Helena Roseta quer mais pelo direito à habitação do que um artigo da Constituição

A deputada independente do PS Helena Roseta considerou hoje "muito bonita", mas insuficiente, a consagração na Constituição portuguesa do direito à habitação.

"Temos o artigo 65 na Constituição que nos garante o direito à habitação. A maior parte dos países da Europa não têm esse artigo nas suas constituições, só as constituições mais recentes. É muito bonito mas, depois, não temos nenhuma lei que pegue nesse direito que é uma meta moral e o transforme em questões concretas e vinculativas para o Estado", disse a deputada na Assembleia da República.

Helena Roseta, que coordena o Grupo de Trabalho Habitação, Reabilitação Urbana e Políticas de Cidades e participou hoje em Vila Nova de Gaia no seminário "Habitação Social: Presente e Futuro", analisou o panorama atual da habitação em Portugal, elogiando o papel dos municípios e lançando desafios ao Governo.

"Não tenho os números dos municípios, mas são esses que estão a segurar a camada mais pobre da população. O resto já era", resumiu.

A deputada mencionou dados que constam do diagnóstico da Estratégia Nacional de Habitação, que foi aprovada em 2015 pelo Governo anterior, para referir que entre 1987 e 2011 o investimento do Estado em habitação distribuiu-se por 73,3% em juros bonificados, 14,2% em realojamento, 8,4% em incentivos ao arrendamento, 2% em promoção direta e 2,1% em outras políticas.

"Este paradigma tem de mudar rapidamente: 73,3% em juros bonificados mostra como é que desde a década de 80 até ao nosso tempo, o grosso do investimento do Estado foi para pagar juros bonificados (...).
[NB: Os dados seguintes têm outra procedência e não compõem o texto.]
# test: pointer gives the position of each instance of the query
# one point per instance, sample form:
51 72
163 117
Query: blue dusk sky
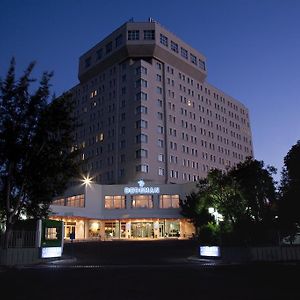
252 49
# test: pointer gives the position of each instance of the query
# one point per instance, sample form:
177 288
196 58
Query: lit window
160 129
76 201
160 157
60 202
193 59
161 172
108 48
119 40
141 96
163 40
141 70
142 168
174 46
88 62
142 201
141 124
133 35
202 64
141 109
99 53
169 201
141 153
114 202
149 35
184 53
142 138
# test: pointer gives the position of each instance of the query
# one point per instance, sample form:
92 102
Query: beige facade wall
183 128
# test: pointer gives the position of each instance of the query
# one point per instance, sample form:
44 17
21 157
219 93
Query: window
159 90
119 40
142 168
142 138
114 202
163 40
88 62
193 59
141 96
141 153
99 53
141 70
169 201
141 109
51 233
161 172
160 143
184 53
159 115
141 83
141 124
160 157
202 64
60 202
108 48
133 35
76 201
174 46
149 35
160 129
142 201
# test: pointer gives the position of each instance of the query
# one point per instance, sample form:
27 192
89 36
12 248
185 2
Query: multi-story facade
147 112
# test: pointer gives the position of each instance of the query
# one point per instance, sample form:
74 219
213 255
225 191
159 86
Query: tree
244 196
36 137
289 208
257 187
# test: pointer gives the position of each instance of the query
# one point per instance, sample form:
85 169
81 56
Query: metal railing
20 239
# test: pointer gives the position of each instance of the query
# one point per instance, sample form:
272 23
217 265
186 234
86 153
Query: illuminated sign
48 252
141 189
211 251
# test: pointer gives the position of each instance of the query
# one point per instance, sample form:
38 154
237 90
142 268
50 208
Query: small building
132 211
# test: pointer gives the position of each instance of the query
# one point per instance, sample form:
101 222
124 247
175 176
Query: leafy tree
290 192
195 208
257 187
245 197
36 136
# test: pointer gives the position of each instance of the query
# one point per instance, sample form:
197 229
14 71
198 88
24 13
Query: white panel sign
212 251
141 189
48 252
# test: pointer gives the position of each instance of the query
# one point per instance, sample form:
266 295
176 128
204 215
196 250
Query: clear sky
252 49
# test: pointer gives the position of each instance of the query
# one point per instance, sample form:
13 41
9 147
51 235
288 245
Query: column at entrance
128 230
156 229
102 230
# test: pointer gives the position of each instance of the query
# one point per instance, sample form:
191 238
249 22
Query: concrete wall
286 253
19 256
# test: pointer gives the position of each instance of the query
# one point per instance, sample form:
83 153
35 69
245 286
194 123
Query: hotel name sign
141 189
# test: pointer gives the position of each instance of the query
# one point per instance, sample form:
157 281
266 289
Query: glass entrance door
142 229
69 228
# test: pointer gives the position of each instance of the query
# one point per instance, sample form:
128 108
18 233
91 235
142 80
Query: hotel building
151 126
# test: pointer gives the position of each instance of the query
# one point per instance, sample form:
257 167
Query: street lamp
87 180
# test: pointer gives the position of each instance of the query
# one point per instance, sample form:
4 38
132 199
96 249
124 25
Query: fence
22 248
20 239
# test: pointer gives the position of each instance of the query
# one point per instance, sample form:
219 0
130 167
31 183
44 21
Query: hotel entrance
142 230
69 228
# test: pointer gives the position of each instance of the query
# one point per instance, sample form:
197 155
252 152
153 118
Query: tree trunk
7 235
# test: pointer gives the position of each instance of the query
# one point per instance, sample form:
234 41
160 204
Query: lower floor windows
114 202
169 201
142 168
142 201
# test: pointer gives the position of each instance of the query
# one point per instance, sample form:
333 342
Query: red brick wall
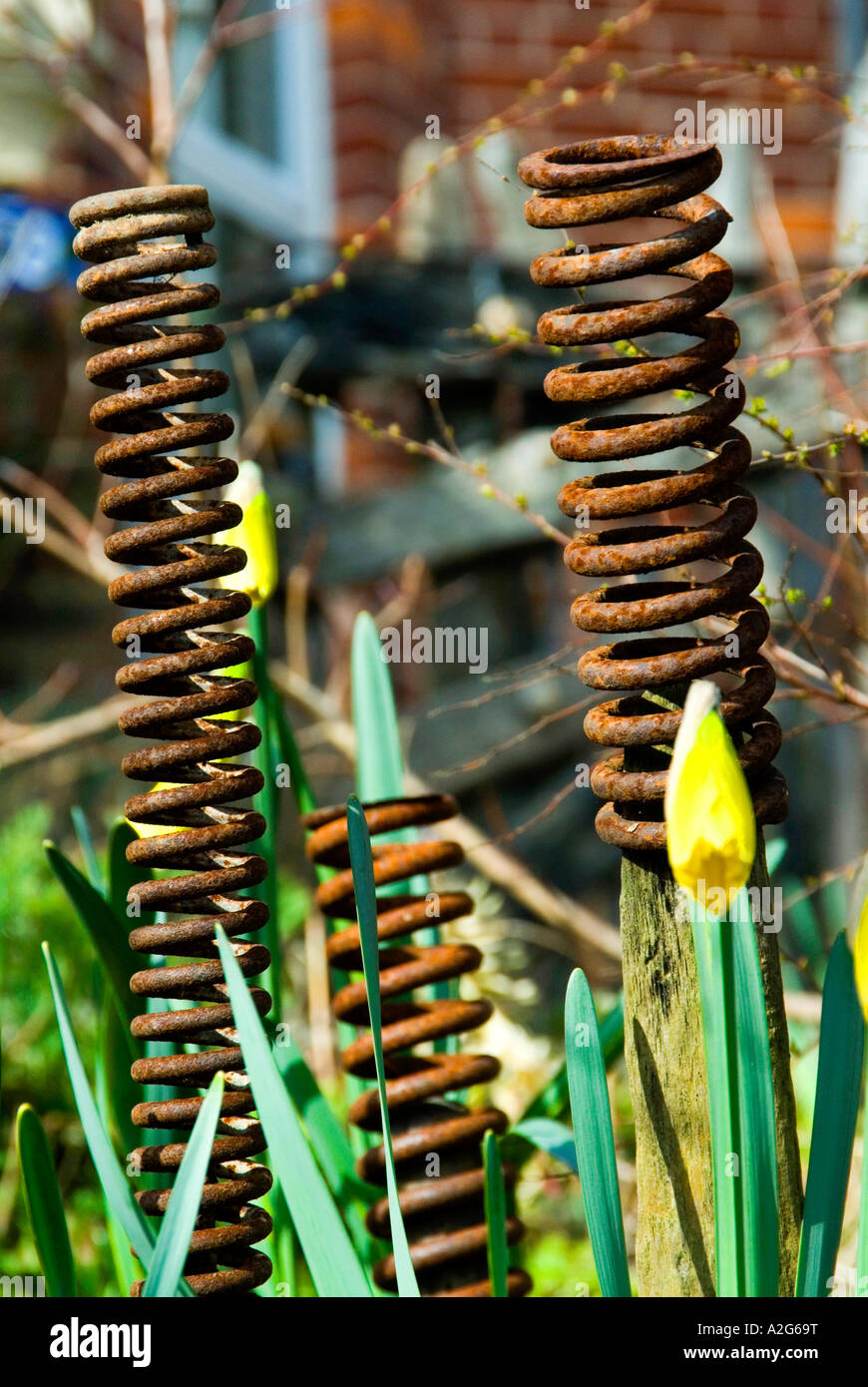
394 61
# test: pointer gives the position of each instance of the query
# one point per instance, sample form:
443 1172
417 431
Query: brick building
395 61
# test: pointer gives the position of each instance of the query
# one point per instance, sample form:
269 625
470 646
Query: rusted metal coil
444 1212
609 181
131 238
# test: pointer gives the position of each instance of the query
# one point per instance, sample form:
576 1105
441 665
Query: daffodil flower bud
157 829
711 834
255 534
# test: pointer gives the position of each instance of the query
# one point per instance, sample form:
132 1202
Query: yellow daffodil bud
857 935
156 829
255 534
711 834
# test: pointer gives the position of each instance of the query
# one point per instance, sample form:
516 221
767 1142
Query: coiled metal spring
444 1213
609 181
131 240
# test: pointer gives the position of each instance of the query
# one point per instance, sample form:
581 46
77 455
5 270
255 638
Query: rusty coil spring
134 280
608 181
444 1215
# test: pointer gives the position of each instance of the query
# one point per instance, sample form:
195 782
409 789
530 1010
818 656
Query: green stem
714 960
266 802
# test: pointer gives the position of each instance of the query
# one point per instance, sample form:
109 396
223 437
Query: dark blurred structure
306 135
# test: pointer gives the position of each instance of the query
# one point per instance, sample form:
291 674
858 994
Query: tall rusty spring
604 182
138 241
443 1208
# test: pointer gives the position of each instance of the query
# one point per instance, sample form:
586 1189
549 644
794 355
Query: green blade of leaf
366 909
106 934
775 852
379 760
554 1100
182 1209
110 1172
758 1163
324 1132
839 1075
330 1255
550 1137
330 1146
304 796
379 756
594 1138
495 1216
715 973
85 841
861 1247
45 1204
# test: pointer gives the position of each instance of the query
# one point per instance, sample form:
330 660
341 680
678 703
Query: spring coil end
436 1139
657 519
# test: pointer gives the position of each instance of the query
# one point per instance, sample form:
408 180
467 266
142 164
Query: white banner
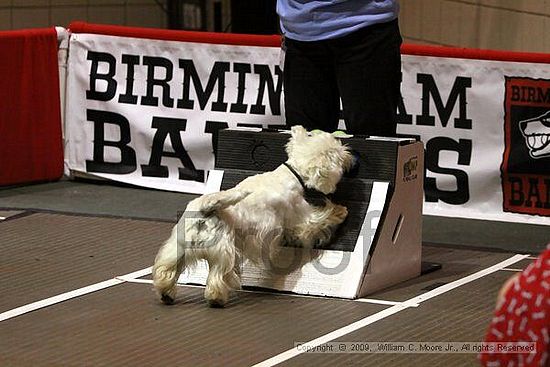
146 112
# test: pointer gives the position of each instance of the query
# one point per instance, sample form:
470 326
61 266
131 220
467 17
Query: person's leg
369 77
311 94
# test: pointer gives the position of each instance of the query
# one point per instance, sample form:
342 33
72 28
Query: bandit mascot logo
525 169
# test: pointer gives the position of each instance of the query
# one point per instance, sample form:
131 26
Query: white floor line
291 353
511 269
72 294
363 300
383 302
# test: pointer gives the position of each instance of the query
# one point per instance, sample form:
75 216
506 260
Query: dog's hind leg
223 273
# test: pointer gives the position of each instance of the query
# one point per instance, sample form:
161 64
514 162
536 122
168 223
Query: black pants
362 68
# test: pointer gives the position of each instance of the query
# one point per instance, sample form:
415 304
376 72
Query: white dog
258 216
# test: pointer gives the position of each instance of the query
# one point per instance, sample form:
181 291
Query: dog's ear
298 132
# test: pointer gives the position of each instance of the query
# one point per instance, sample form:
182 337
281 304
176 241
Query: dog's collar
309 194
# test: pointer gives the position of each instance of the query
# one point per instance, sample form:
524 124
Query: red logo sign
525 169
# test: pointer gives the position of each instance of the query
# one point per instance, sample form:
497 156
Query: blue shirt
314 20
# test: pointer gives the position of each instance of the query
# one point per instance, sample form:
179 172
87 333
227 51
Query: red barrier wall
275 41
30 118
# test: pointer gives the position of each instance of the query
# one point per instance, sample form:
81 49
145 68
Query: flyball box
377 246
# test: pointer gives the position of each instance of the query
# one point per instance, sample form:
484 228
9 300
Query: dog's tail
211 203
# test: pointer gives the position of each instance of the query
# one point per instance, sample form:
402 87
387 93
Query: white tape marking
511 269
363 300
338 333
72 294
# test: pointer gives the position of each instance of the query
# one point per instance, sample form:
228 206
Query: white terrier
257 217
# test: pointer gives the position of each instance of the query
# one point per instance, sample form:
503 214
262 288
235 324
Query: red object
523 315
30 115
275 41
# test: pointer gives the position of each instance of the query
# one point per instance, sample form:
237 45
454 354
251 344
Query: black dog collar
311 195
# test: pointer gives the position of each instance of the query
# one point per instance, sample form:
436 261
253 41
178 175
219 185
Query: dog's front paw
167 300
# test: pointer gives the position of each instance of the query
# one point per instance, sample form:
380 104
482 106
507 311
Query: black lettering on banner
127 162
273 92
458 93
403 117
516 187
152 64
464 149
128 97
534 193
96 58
213 127
170 127
241 69
217 76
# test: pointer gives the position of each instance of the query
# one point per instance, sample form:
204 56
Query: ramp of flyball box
389 234
336 269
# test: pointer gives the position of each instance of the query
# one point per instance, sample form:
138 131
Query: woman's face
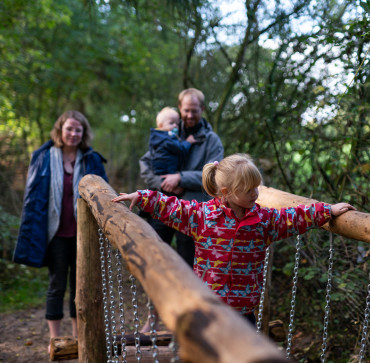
72 132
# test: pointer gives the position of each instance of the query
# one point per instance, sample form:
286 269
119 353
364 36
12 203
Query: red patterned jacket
230 253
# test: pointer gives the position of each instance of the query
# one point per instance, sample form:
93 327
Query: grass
21 287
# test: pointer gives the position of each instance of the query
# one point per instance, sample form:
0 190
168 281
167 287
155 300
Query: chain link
262 298
105 297
112 300
136 318
362 354
121 307
153 331
328 297
294 292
Desde 2009 que temos zero no orçamento do Estado para o PER [Programa Especial de Realojamento]. E para o PROHABITA [Programa de Financiamento para Acesso à Habitação] tivemos coisinhas muito pequeninas apesar de batalharmos muito nesse sentido", descreveu.

Helena Roseta integrava um painel de debate, durante o qual também foi referido que existem casas a mais em Portugal e um terço não está destinada a habitação, sendo que uma percentagem muito elevada é fogos vazios.

"Este problema das casas a mais, para mim não é um problema, é uma oportunidade", sublinhou, a propósito, aquela deputada.

"Também se diz que somos um país de proprietários - 75% ou mais da população portuguesa é proprietária - mas quando desagregamos, não é bem assim. Metade destes 75% é realmente proprietária. Na outra metade estão os empréstimos, os inquilinos da banca", referiu.

A deputada lembrou ainda que em 2016 foi aprovada uma medida que evita que as pessoas sejam despejadas se a casa que a banca tenta resgatar por falta de pagamento do empréstimo for a de família. Helena Roseta salientou que esta nova norma evitou 11.500 despejos em Portugal.

Já à margem do debate, questionada sobre este dado, a deputada contou que vereadores da Câmara de Madrid ficaram "muito entusiasmados" com esta lei portuguesa porque tiveram problemas semelhantes.

"Mas evidentemente que as famílias têm de recuperar o poder de compra porque os bancos também não podem ficar com o seu património bloqueado", referiu e quando confrontada com a possibilidade desta medida poder criar desigualdades e injustiças, apontou que o facto de a lei ter sido feita "não quer dizer que ela não tenha dificuldades", existindo "sempre a possibilidade de a ajustar".

Este seminário é organizado pela Câmara de Vila Nova de Gaia e a empresa municipal que gere os empreendimentos sociais deste concelho nortenho, a Gaiurb - Urbanismo e Habitação, EM., bem como pela Associação Portuguesa de Habitação Municipal.